Oui, je suis d’accord avec les deux points : 1) qu’il n’y a pas de « médiation » possible entre la destitution et le processus constituant (ergo, nous ne pouvons pas penser ce processus sous le mode dialectique), 2) que la transformation de le question constitutionnelle ne révoque pas nécessairement la dimension bio-politique. Par rapport au premier point, je crois qu’il est indispensable de penser deux logiques qui opèrent en même temps : en suivant la trace de Deleuze et Guattari il s’agirait d’une logique nomade et d’une autre sédentaire, entièrement articulées. Parce que la révolte qui est dépourvue d’un « arrière » devient la surface des forces capables de désactiver cette articulation, laissant à la logique nomade du marché sans sa capacité de production de capital, et À la sédentaire sa possibilité de gestion. Si la logique nomade du gouvernement et la sédentaire de la souveraineté se croisent, la révolte surgit avec son implosion la plus radicale. Les journées de gréve générale, de marches dans tout le pays, interrompirent l’intersection des rationalités, l’articulation entre la dimension constitutionnelle et les dispositifs biopolitiques. Il suffit de penser à ceci : l’article 1 de la Constitution de 1980 dit que la famille est le « noyau fondamental » de la société. Ceci conditionne tout le caractère doctrinal et idéologique du texte qui nous régit, ou sI l’on veut, sa condition de théologie économique. En ce sens, la constitution elle-même est un dispositif biopolitique qui conditionne les flux subjectifs, les corps et les discours. Car en dernier terme, qu’est-ce que l’État ? Ce n‘est pas cette idole à laquelle pensent certains anarchistes « vulgaires » et certains néolibéraux radicaux, mais rien d’autre qu’un ensemble de procédures gouvernementales qui opèrent à la surface des corps. Interrompre le scénario, couper le nexus qui noue ce qu’Agamben appellerait la « machine » peut être l’arme la plus efficace du soulèvement et, me semble-t’il, ce qui est en jeu au Chili.

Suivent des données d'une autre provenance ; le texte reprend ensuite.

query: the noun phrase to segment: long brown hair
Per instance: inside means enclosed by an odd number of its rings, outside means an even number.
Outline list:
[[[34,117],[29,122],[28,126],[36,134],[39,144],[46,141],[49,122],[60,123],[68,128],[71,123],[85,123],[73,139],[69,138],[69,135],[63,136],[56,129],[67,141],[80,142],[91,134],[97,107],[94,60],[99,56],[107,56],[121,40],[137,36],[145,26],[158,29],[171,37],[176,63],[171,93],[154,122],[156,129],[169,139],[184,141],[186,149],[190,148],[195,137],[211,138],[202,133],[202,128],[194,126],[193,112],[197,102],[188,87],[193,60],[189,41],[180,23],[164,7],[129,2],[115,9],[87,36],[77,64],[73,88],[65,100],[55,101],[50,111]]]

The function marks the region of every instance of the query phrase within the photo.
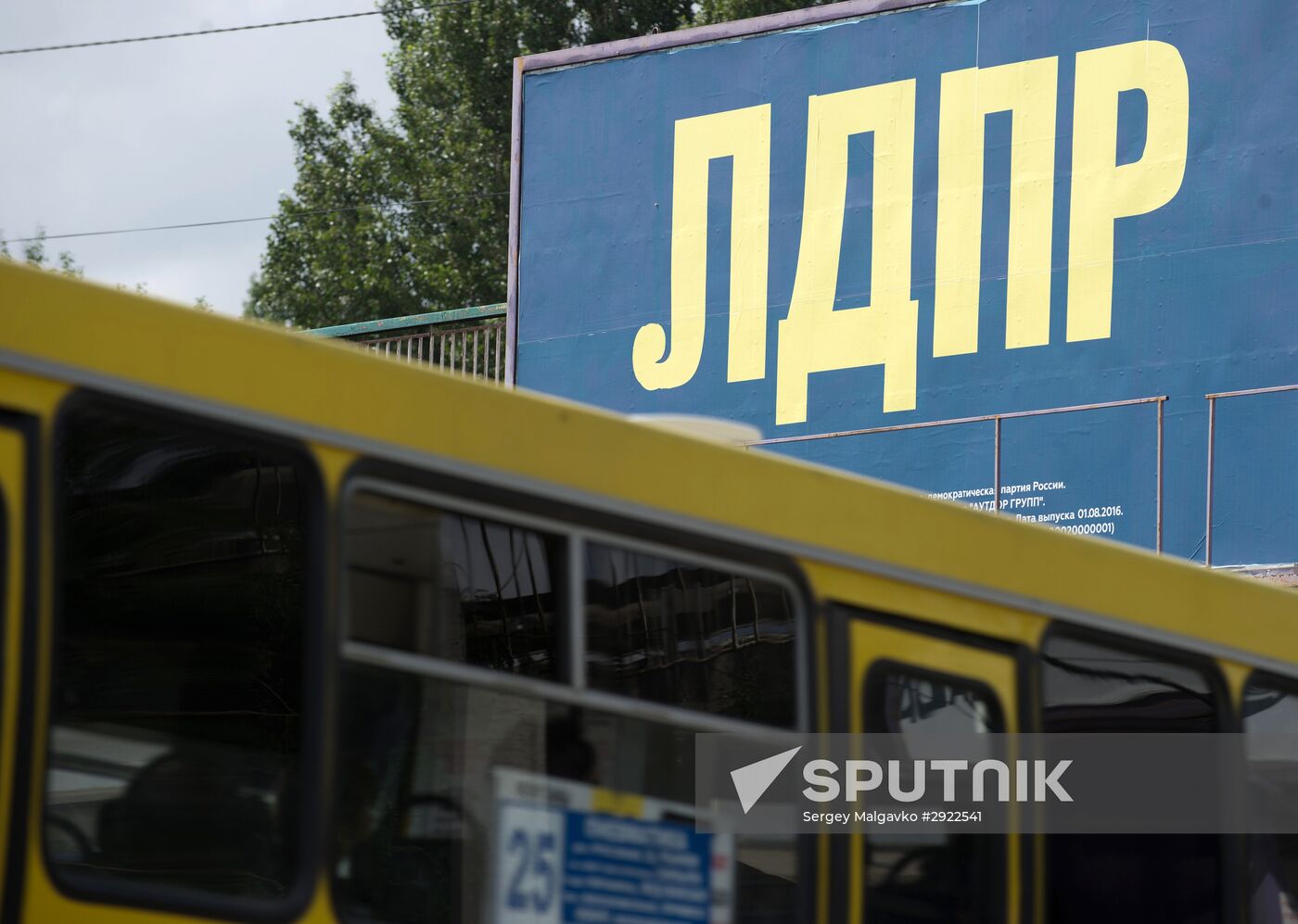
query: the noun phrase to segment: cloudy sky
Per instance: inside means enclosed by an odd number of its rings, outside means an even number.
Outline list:
[[[374,9],[374,0],[0,3],[0,49]],[[389,112],[378,16],[0,56],[0,231],[26,237],[270,215],[293,184],[288,122],[344,71]],[[49,241],[90,279],[238,314],[267,222]],[[12,252],[21,245],[10,244]]]

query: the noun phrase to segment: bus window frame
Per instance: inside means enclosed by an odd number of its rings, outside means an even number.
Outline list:
[[[561,600],[566,605],[565,626],[561,644],[565,645],[559,658],[559,671],[553,679],[531,677],[506,671],[469,664],[431,654],[414,654],[398,649],[388,649],[367,642],[348,640],[349,624],[349,584],[347,568],[347,511],[357,493],[378,493],[396,497],[413,504],[422,504],[435,510],[452,514],[479,517],[504,526],[518,526],[537,529],[561,539],[566,545],[565,570],[552,579],[558,585],[562,580]],[[517,696],[535,696],[565,705],[585,706],[614,715],[658,722],[694,733],[742,733],[772,735],[788,732],[811,732],[815,720],[815,696],[813,689],[815,644],[815,620],[822,618],[811,585],[796,561],[780,553],[753,545],[737,545],[715,537],[700,535],[688,526],[671,528],[662,523],[637,520],[617,511],[610,501],[607,507],[594,505],[566,505],[549,497],[528,493],[526,488],[501,488],[484,481],[462,479],[439,471],[411,468],[373,457],[362,457],[344,472],[334,511],[332,532],[335,546],[332,553],[337,566],[336,600],[339,616],[336,620],[336,668],[341,671],[348,662],[361,663],[402,674],[424,676],[435,680],[462,683]],[[648,537],[648,539],[646,539]],[[676,545],[671,540],[678,540]],[[779,584],[789,597],[793,609],[793,693],[797,709],[792,727],[763,725],[741,719],[728,719],[710,712],[671,706],[652,699],[606,690],[592,689],[585,684],[584,671],[584,623],[585,623],[585,579],[584,544],[597,541],[613,548],[663,555],[668,559],[718,567],[736,575],[758,578]],[[745,561],[745,558],[748,561]],[[758,565],[752,565],[757,559]],[[331,727],[334,749],[328,755],[330,770],[336,768],[336,742],[341,735],[341,699],[335,705]],[[334,832],[334,798],[328,807],[330,828],[327,831],[328,855],[326,877],[328,881],[330,907],[339,921],[358,920],[340,905],[341,892],[337,888],[336,836]],[[793,850],[798,863],[798,879],[794,885],[794,903],[802,920],[816,920],[816,864],[818,849],[815,838],[794,838]]]
[[[324,788],[323,763],[324,729],[328,727],[324,679],[328,671],[324,659],[331,657],[327,640],[331,635],[331,607],[328,600],[328,537],[331,518],[319,463],[310,446],[301,440],[257,427],[247,427],[228,420],[209,417],[195,410],[182,413],[165,404],[152,404],[127,398],[110,392],[91,388],[71,391],[58,404],[53,414],[48,446],[49,454],[49,645],[45,667],[48,677],[44,688],[44,741],[42,742],[40,772],[32,773],[39,794],[39,818],[47,811],[48,773],[53,742],[53,702],[58,690],[58,642],[62,632],[62,584],[64,555],[66,552],[67,529],[65,522],[65,497],[60,489],[64,465],[58,446],[67,432],[69,418],[83,407],[112,409],[116,413],[135,415],[134,419],[157,426],[160,431],[171,426],[182,432],[208,436],[213,440],[245,440],[251,445],[274,448],[292,465],[302,492],[304,554],[302,554],[302,715],[301,745],[299,749],[299,819],[296,831],[289,833],[297,840],[297,855],[288,869],[291,886],[283,897],[256,899],[241,895],[205,894],[193,889],[166,886],[151,882],[114,881],[108,877],[69,875],[49,857],[48,842],[42,829],[40,862],[45,877],[65,898],[83,902],[100,902],[119,907],[144,911],[160,911],[183,915],[197,915],[228,921],[248,921],[249,924],[280,924],[301,918],[314,899],[318,885],[318,871],[324,857],[326,824],[321,810],[331,805]],[[35,768],[34,768],[35,770]],[[39,776],[39,783],[35,777]]]
[[[902,732],[888,732],[880,728],[870,727],[870,697],[871,694],[877,694],[881,687],[881,680],[885,674],[903,674],[919,680],[928,680],[935,684],[946,684],[948,687],[963,687],[971,693],[977,693],[992,706],[992,715],[989,716],[988,729],[989,735],[1005,735],[1005,703],[1001,702],[1001,697],[997,696],[996,690],[992,689],[990,684],[977,677],[971,677],[963,674],[950,674],[948,671],[935,671],[929,667],[922,667],[909,661],[901,661],[898,658],[876,658],[870,662],[870,667],[866,668],[866,676],[861,681],[861,716],[862,716],[862,733],[863,735],[901,735]]]
[[[358,463],[358,466],[360,465],[362,463]],[[349,471],[345,476],[343,488],[339,492],[337,520],[335,524],[339,542],[336,554],[340,563],[340,574],[337,578],[340,614],[337,622],[340,646],[339,654],[341,658],[345,659],[348,657],[348,651],[353,651],[361,655],[358,658],[360,661],[375,663],[376,666],[383,666],[382,662],[387,662],[395,666],[396,670],[415,667],[424,661],[432,661],[439,666],[437,670],[445,670],[441,679],[462,679],[469,683],[474,683],[476,679],[484,681],[488,687],[496,685],[504,692],[548,694],[556,688],[566,688],[569,690],[576,690],[582,694],[582,703],[578,705],[584,703],[594,709],[606,706],[614,711],[635,711],[641,707],[648,707],[652,715],[649,712],[643,712],[639,718],[668,722],[675,718],[679,720],[679,724],[706,725],[700,727],[697,729],[700,732],[761,733],[765,731],[768,733],[781,733],[811,731],[813,697],[810,690],[811,671],[809,670],[809,658],[814,657],[814,645],[811,644],[810,633],[814,629],[813,614],[815,613],[815,606],[811,603],[813,597],[810,587],[806,584],[805,579],[801,578],[801,572],[797,570],[797,566],[792,559],[783,557],[775,559],[780,561],[783,567],[772,567],[767,563],[750,565],[744,561],[742,555],[749,554],[750,558],[761,557],[767,559],[772,559],[772,557],[770,553],[763,554],[758,549],[749,550],[744,546],[731,545],[726,546],[727,549],[731,549],[729,555],[718,554],[715,546],[709,548],[707,550],[700,550],[700,546],[704,545],[704,542],[700,541],[696,544],[693,540],[698,537],[689,529],[680,529],[678,532],[678,536],[684,540],[683,544],[671,545],[661,537],[644,539],[643,536],[649,535],[649,529],[646,528],[648,524],[623,527],[623,529],[626,529],[624,532],[611,524],[611,517],[605,518],[606,522],[610,522],[610,526],[579,524],[578,517],[563,519],[553,514],[536,513],[535,506],[527,504],[528,496],[522,493],[513,494],[513,492],[510,492],[504,496],[497,493],[500,500],[492,502],[491,500],[482,497],[465,497],[458,493],[450,493],[450,491],[454,491],[453,485],[448,485],[448,489],[430,488],[411,483],[406,479],[395,479],[388,475],[371,475],[369,471],[363,470]],[[561,641],[565,644],[565,650],[562,653],[563,657],[561,658],[559,674],[553,679],[528,677],[524,675],[498,671],[491,667],[457,662],[449,658],[440,658],[437,655],[414,654],[409,651],[400,651],[398,649],[388,649],[382,645],[349,641],[348,628],[350,614],[348,613],[348,581],[347,570],[344,567],[344,563],[347,562],[347,549],[344,545],[347,539],[347,510],[353,496],[362,492],[378,493],[413,504],[422,504],[450,514],[466,514],[469,517],[476,517],[488,522],[501,523],[504,526],[517,526],[526,529],[535,529],[537,532],[556,536],[567,542],[567,567],[562,575],[562,580],[567,584],[567,587],[563,589],[561,596],[561,600],[566,603],[566,613],[563,613],[565,626],[561,632]],[[520,506],[509,506],[511,504],[520,504]],[[631,522],[635,523],[633,520]],[[637,529],[639,535],[632,533],[632,529]],[[753,578],[780,585],[789,596],[794,622],[793,694],[797,697],[798,702],[793,724],[781,727],[757,722],[745,722],[742,719],[728,719],[710,712],[704,712],[701,710],[671,706],[667,703],[654,702],[652,699],[639,699],[620,693],[592,689],[587,685],[584,676],[585,662],[584,657],[580,657],[584,655],[584,646],[580,645],[584,642],[585,635],[585,583],[584,558],[582,552],[584,550],[587,542],[610,545],[617,549],[639,552],[649,555],[661,555],[670,561],[713,567],[737,576]],[[558,578],[559,575],[553,576],[553,579]],[[424,674],[424,671],[415,672]],[[457,676],[453,677],[452,675]],[[428,676],[436,675],[428,674]],[[510,688],[513,688],[513,690],[510,690]],[[563,694],[559,694],[559,697],[562,696]]]
[[[829,711],[835,716],[835,731],[846,732],[849,731],[849,715],[850,715],[850,701],[851,701],[851,685],[855,677],[851,674],[851,657],[849,654],[848,638],[850,635],[850,627],[853,622],[863,620],[870,623],[876,623],[879,626],[885,626],[892,629],[898,629],[901,632],[910,632],[914,635],[928,636],[931,638],[938,638],[953,645],[963,645],[966,648],[977,649],[980,651],[988,651],[990,654],[998,654],[1014,663],[1014,702],[1005,703],[1001,702],[1001,697],[997,696],[996,690],[992,689],[985,681],[970,677],[968,675],[961,674],[946,674],[944,671],[933,671],[931,668],[919,668],[910,662],[905,662],[897,658],[876,658],[866,668],[864,675],[861,677],[861,706],[862,706],[862,720],[866,718],[866,697],[870,693],[871,674],[875,670],[875,664],[898,664],[905,670],[914,674],[924,674],[929,677],[938,680],[957,680],[964,685],[974,685],[985,688],[990,701],[997,707],[997,718],[1001,722],[1002,729],[1009,728],[1007,718],[1011,714],[1015,715],[1018,720],[1019,733],[1027,733],[1029,731],[1036,731],[1033,724],[1036,720],[1036,710],[1033,709],[1035,696],[1037,693],[1037,672],[1036,672],[1036,651],[1033,651],[1027,645],[1020,642],[1010,641],[1009,638],[997,638],[996,636],[981,635],[977,632],[970,632],[967,629],[957,628],[953,626],[945,626],[942,623],[935,623],[920,616],[902,615],[898,613],[889,613],[885,610],[871,609],[863,603],[848,602],[841,598],[835,598],[827,601],[826,611],[828,615],[829,635],[835,640],[831,646],[829,654],[829,696],[831,705]],[[862,729],[862,733],[867,733],[867,729]],[[1007,921],[1010,919],[1010,908],[1018,903],[1019,907],[1019,920],[1032,921],[1033,907],[1036,903],[1037,885],[1035,875],[1036,851],[1032,849],[1035,842],[1033,832],[1024,829],[1016,832],[1019,836],[1019,894],[1011,895],[1009,889],[1005,889],[1001,894],[1001,902],[997,907],[992,908],[993,919],[999,921]],[[850,869],[850,858],[845,847],[839,846],[839,838],[831,842],[831,864],[833,867],[832,875],[837,876],[836,881],[846,882],[846,876],[853,875]],[[999,875],[1009,880],[1010,873],[1010,857],[1009,857],[1009,841],[1006,841],[1006,851],[997,864],[997,871]],[[835,920],[844,920],[848,918],[846,910],[846,897],[842,895],[842,889],[833,890],[837,898],[831,898],[831,901],[842,902],[842,907]]]
[[[1041,633],[1041,638],[1037,641],[1036,649],[1037,689],[1036,715],[1033,715],[1033,719],[1040,731],[1045,731],[1045,681],[1042,676],[1045,672],[1044,668],[1046,667],[1045,649],[1051,640],[1060,636],[1063,638],[1108,648],[1116,651],[1125,651],[1128,654],[1147,654],[1160,661],[1166,661],[1169,664],[1177,664],[1180,667],[1188,667],[1198,671],[1207,681],[1208,690],[1216,702],[1215,714],[1220,727],[1212,733],[1237,735],[1243,732],[1241,710],[1236,706],[1234,698],[1231,696],[1231,687],[1227,683],[1225,674],[1221,671],[1221,666],[1218,663],[1216,658],[1208,654],[1176,648],[1175,645],[1150,641],[1140,636],[1127,636],[1120,632],[1098,629],[1090,626],[1063,623],[1058,619],[1051,619],[1046,626],[1045,631]],[[1220,920],[1221,924],[1243,924],[1247,921],[1246,910],[1241,905],[1243,898],[1243,876],[1247,875],[1246,838],[1240,834],[1218,834],[1216,837],[1220,838],[1221,842],[1220,879],[1218,880],[1221,888],[1221,908],[1220,918],[1218,920]],[[1053,884],[1050,882],[1050,844],[1051,837],[1049,834],[1042,836],[1041,886],[1044,902],[1042,907],[1046,910],[1049,910],[1050,894],[1053,889]]]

Comment penser le processus constituant ? Avant tout, non pas avec la notion de pouvoir constituant qui toujours – que Negri le veuille ou pas- nous propulse vers l’État, mais avec le pari porté sur la puissance destituante qui peut désactiver les formes qui prévalent pour, à la place, inventer des nouveaux usages. La destitution n’est pas une attitude « négative » , mais « affirmative » dans la mesure où en dénaturalisant l’ordre des choses, elle rend possible de parier sur une forme de vie. Et ceci est pour moi essentiel : les intellectuels de l’ordre n’ont pas cessé de se demander, qu’est ce que l’on fait pour générer de la « crédibilité ? Ceci n’est pas un questionnement politique mais théologique. Il faudrait plutôt revendiquer le pari de Nietzsche dans son Antéchrist lorsqu’il disait que nous « n’avons pas besoin d’une autre foi mais d’une nouvelle forme de vie ». Seule l’imagination populaire peut nous offrir une forme de vie et non pas une nouvelle (vielle) foi. Parce qu’il ne s’agit pas de restituer un dispositif d’obéissance, mais d’imaginer une éthique (ethos) dans le sens fort d’un mode commun de vie.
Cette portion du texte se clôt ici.